Take the tar sands/oil sands’ carbon footprint: citing 2018 data, Inside Climate reports that the industry consumed 30% of all the natural gas burned in Canada to extract bitumen from sand.
It is also a water hog, taking nearly 219.5 billion litres/58 billion gallons of water from surrounding waterways in 2019 alone. “When all that water comes out the other end, it is so heavily laced with hydrocarbons, naphthenic acids, and carcinogenic heavy metals that it cannot be released where it came from,” writes Inside Climate.
So the water is kept in tailings ponds, on the theory that the toxins will settle out from the water in a few years. In reality, such settling “will take decades or even centuries to separate naturally,” so the ponds have grown exponentially to cover more than 160 square kilometres.
“Every day, they swell with millions of gallons of new toxic waste,” Inside Climate adds.

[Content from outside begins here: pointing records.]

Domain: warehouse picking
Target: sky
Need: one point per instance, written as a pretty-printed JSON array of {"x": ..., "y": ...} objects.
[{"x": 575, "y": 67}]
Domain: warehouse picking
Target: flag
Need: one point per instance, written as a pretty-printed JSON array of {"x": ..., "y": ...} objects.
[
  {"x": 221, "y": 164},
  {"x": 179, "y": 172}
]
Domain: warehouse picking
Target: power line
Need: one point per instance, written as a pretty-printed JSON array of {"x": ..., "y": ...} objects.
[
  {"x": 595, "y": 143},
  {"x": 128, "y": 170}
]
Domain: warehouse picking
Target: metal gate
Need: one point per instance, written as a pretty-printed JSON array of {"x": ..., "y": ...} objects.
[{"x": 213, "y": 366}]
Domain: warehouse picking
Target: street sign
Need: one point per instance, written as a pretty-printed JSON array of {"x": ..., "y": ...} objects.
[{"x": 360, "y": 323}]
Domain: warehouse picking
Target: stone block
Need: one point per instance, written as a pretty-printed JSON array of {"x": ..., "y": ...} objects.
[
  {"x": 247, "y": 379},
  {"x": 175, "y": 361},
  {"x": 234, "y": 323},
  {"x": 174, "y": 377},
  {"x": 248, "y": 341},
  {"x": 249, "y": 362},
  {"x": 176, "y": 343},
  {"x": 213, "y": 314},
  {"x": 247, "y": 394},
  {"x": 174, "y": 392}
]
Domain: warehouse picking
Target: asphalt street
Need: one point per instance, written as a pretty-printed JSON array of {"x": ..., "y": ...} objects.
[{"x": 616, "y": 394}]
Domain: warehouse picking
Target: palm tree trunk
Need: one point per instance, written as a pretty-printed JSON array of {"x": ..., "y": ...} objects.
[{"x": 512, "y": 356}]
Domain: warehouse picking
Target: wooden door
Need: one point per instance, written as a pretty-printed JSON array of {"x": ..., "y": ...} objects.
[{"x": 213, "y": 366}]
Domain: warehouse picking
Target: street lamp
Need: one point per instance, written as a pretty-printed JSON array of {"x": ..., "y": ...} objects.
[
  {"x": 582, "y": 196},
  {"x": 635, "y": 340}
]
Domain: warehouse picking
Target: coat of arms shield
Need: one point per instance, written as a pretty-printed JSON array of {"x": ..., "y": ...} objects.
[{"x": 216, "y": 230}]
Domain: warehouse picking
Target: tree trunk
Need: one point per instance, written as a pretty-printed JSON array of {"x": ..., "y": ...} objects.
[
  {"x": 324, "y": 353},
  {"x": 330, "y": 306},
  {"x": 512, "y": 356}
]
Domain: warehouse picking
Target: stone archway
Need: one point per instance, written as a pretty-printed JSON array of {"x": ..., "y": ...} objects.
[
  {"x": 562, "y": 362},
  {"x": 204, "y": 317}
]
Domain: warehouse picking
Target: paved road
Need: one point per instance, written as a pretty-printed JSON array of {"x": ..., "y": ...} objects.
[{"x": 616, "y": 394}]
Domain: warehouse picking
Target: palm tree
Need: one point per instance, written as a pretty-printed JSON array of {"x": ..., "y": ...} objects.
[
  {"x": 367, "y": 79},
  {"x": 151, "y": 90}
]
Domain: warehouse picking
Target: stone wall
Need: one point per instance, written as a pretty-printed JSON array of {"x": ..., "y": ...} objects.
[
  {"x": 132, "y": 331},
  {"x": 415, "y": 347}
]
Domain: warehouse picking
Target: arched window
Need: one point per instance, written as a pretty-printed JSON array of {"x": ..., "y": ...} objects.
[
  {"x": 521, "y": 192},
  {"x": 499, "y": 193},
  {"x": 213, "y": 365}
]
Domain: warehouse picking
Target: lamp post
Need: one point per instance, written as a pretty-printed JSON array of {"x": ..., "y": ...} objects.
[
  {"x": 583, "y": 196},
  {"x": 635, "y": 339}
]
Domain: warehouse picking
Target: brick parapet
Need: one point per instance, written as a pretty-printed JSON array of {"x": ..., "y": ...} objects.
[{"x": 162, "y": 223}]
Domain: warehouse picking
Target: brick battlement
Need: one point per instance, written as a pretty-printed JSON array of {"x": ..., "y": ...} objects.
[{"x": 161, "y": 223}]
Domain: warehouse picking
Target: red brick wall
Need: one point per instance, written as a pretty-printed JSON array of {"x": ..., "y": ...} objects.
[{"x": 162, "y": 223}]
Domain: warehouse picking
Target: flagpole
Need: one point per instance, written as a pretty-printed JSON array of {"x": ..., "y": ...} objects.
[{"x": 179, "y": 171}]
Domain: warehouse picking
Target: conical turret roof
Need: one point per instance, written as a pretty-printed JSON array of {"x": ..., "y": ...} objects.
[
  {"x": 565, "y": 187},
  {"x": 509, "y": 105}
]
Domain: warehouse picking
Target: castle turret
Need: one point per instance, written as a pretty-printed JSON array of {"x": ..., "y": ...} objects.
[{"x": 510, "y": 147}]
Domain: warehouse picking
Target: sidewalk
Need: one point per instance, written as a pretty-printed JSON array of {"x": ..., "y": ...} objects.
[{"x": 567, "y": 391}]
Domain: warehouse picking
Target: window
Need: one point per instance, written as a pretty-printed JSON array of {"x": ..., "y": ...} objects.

And where there are tailing ponds, there are problems with leakage. While industry continues to protest otherwise, multiple studies have shown that toxins like mercury, lead, and nickel are leaking into groundwater. Research is under way aimed at confirming the link between groundwater contamination and the sudden eruption of rare diseases like bile duct cancer in communities like Fort Chipewyan, which sits at the confluence of the Peace and Athabasca rivers, 90 kilometres north of the nearest tar sands/oil sands development.
Yet Jim Boucher, former chief of the Fort McKay First Nation, told Inside Climate that with the fur trade in its final death throes, his community had no choice but to take what Sun Oil (now Suncor) offered when the company opened its first project on their lands in 1967.

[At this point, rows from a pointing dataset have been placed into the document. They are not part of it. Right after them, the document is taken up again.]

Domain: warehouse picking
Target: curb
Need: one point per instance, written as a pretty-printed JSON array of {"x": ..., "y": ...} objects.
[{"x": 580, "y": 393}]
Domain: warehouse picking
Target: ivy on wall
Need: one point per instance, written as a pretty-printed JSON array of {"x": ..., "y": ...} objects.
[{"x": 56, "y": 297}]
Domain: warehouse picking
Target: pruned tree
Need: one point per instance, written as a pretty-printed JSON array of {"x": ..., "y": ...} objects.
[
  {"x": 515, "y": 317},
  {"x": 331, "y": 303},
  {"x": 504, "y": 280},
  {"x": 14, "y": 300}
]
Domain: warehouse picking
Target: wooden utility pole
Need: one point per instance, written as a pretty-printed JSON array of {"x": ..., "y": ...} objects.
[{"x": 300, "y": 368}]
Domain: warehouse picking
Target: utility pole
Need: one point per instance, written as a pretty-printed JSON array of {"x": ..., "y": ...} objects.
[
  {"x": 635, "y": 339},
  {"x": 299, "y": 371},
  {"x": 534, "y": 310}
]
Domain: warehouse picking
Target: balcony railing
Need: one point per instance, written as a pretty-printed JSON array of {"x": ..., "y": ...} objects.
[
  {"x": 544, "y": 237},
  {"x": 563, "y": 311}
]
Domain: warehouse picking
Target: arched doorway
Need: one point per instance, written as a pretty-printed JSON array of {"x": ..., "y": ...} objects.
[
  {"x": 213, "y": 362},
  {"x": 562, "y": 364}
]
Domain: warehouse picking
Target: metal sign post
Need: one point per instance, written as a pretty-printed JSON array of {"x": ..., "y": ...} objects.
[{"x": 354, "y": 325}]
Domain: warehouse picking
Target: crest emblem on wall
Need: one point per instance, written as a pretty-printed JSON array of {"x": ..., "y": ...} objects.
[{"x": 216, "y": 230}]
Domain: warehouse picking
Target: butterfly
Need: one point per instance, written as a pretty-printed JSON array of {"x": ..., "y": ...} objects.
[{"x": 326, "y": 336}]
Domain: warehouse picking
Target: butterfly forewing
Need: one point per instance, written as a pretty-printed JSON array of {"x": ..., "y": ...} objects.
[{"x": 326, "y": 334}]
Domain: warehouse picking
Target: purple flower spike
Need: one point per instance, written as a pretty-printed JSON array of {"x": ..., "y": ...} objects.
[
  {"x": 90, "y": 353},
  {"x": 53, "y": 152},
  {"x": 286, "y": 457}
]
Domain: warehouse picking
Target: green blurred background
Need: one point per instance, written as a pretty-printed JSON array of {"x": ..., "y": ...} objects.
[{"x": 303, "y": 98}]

After becoming chief in 1986, Boucher formed the Fort McKay Group of Companies to work with the fossil industry, writes Inside Climate. Over the next few decades he oversaw partnerships that would eventually net hundreds of millions of dollars for the community.

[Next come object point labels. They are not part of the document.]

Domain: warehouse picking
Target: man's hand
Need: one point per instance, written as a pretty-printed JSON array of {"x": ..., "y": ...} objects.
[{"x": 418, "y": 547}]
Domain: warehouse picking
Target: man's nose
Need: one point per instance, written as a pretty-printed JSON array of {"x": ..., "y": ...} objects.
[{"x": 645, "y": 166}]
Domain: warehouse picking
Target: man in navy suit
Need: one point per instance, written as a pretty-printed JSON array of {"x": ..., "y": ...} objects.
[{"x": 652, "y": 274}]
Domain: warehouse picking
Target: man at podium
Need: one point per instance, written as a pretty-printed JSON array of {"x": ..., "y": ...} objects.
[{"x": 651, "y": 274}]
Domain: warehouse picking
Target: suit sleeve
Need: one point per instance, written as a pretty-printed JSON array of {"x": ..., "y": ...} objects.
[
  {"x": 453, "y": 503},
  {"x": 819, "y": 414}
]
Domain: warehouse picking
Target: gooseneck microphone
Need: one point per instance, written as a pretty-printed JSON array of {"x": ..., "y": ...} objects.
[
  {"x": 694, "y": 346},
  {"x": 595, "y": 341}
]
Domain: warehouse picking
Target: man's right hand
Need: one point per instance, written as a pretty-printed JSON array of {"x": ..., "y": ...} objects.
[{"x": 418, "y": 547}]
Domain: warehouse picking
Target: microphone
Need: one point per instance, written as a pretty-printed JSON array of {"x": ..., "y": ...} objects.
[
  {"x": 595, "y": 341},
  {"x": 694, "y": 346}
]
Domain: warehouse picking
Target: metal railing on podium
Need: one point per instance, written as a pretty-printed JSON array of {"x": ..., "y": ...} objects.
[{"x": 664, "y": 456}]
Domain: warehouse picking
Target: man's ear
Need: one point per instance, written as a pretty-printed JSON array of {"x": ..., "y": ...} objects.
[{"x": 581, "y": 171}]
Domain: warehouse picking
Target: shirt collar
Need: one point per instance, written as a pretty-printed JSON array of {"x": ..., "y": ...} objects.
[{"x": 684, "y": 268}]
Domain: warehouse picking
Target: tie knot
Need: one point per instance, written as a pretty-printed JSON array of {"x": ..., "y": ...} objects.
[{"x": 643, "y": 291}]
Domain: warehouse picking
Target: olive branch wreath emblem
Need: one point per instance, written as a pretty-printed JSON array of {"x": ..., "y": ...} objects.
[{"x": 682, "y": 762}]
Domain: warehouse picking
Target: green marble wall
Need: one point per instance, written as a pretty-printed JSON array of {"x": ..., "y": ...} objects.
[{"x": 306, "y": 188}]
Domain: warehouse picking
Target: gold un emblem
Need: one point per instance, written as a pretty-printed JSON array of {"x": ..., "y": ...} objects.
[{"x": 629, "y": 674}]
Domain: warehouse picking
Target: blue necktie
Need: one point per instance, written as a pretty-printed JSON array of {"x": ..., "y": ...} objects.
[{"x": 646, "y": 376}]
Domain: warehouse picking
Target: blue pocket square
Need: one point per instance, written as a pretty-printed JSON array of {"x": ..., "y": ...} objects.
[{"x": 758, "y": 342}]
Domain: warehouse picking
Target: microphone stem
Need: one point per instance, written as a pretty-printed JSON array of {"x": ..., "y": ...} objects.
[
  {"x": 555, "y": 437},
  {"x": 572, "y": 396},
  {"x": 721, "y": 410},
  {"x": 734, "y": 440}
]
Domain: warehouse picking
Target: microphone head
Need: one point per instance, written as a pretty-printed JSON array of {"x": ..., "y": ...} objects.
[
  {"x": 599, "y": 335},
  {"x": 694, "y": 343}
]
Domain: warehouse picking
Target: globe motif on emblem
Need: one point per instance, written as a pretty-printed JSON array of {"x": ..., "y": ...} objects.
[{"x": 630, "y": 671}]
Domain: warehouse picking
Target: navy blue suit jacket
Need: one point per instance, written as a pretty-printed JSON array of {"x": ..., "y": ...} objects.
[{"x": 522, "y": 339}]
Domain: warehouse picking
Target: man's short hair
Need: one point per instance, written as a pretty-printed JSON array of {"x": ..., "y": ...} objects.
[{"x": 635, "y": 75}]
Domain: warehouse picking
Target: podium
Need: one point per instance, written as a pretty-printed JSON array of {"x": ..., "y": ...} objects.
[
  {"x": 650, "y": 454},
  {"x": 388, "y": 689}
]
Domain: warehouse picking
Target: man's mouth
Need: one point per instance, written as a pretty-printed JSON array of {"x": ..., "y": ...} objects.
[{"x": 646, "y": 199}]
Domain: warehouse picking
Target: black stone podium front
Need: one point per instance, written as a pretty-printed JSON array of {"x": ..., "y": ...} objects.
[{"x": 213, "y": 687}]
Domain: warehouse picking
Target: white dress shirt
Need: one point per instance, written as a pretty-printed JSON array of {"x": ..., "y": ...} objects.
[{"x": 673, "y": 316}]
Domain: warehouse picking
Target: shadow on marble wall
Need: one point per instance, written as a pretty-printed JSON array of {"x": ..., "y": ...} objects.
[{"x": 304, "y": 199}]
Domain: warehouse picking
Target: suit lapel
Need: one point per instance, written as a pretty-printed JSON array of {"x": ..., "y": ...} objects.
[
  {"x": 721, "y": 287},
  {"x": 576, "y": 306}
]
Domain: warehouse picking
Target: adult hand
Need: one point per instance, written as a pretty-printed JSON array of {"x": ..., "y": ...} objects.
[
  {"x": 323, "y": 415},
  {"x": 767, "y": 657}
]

But the First Nation was shown little respect along the way. Boucher recalls how when the oil major took over a culturally significant hunting and gathering ground, “there was no discussion, no consultation.”
While he acknowledges the economic good that has come to his community in the form of employment and royalties, Boucher knows that what Inside Climate describes as “a devil’s bargain” has cost his people dearly. When his grandfather’s hunting cabin was swallowed up by one of the mines, he built a new one for his father—and that cabin is now surrounded by new mines.
“It’s empty, that’s how the cabin is to me,” Boucher said. “So I don’t go there anymore. No joy.”
Boucher’s cousin Jean L’Hommecourt is a traditional land use researcher and environment coordinator for the Fort McKay Nation. She says the vast ecological impact on the land is a challenge to her community’s very existence, even as the fossil industry provides it with jobs and revenue.
“The basis of all our Indigenous culture is on the land,” L’Hommecourt told Inside Climate.